Families moving in pay $425 a month, plus water and utilities. Many were paying $450 a month in Duroville — up to $600 in the summer, if their trailers had air conditioning.
"These are hard-working people. They work in the fields all day, and their kids go to school," said Bobby Melkesian, the private developer who cleared some of his date palm groves to build Mountain View. "They are really rising to the opportunity they've been given.... They don't have much, but they take care of what they do have."
The fate of some still living in Duroville remains unresolved. All of the trailers are expected to be gone by summer, but 32 families remain behind — even though county officials have offered to help them find new places to live. Others left Duroville for other mobile home parks and communities.
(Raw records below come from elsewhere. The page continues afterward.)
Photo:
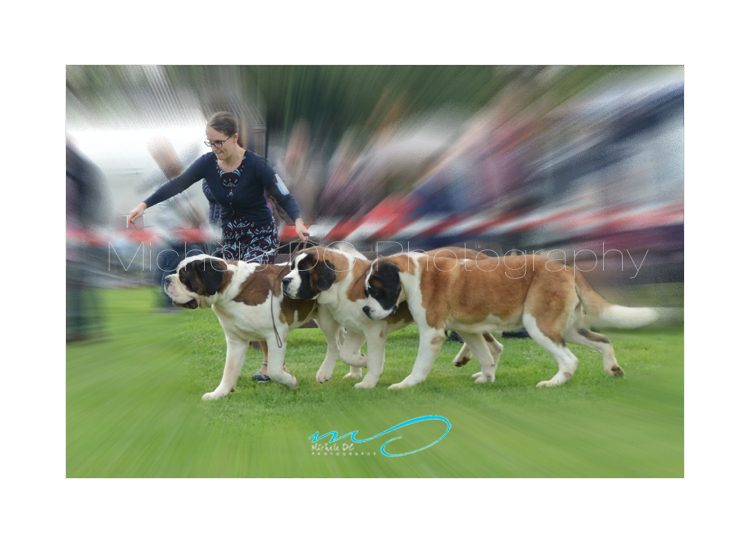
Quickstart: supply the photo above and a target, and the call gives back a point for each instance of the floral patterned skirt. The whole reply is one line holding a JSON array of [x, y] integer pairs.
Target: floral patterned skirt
[[248, 241]]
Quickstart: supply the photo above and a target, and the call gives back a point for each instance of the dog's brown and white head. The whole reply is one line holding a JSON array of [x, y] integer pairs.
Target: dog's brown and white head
[[383, 289], [197, 282], [313, 271]]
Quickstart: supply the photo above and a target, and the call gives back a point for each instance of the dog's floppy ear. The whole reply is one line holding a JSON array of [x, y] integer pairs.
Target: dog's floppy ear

Why anyone would still want to live in Duroville is a mystery to Francisco Zamora Vicente, 48, who left there for Mountain View Estates two weeks ago. Vicente, who works in the fields, lives in his new home with this wife, two sons and grandchildren. He overslept his first morning there because the neighborhood was so quiet, he said.
After migrating from Mexico and living in Duroville for almost a decade, Vicente finally feels like he's arrived.
"We finally made it to the USA," he said.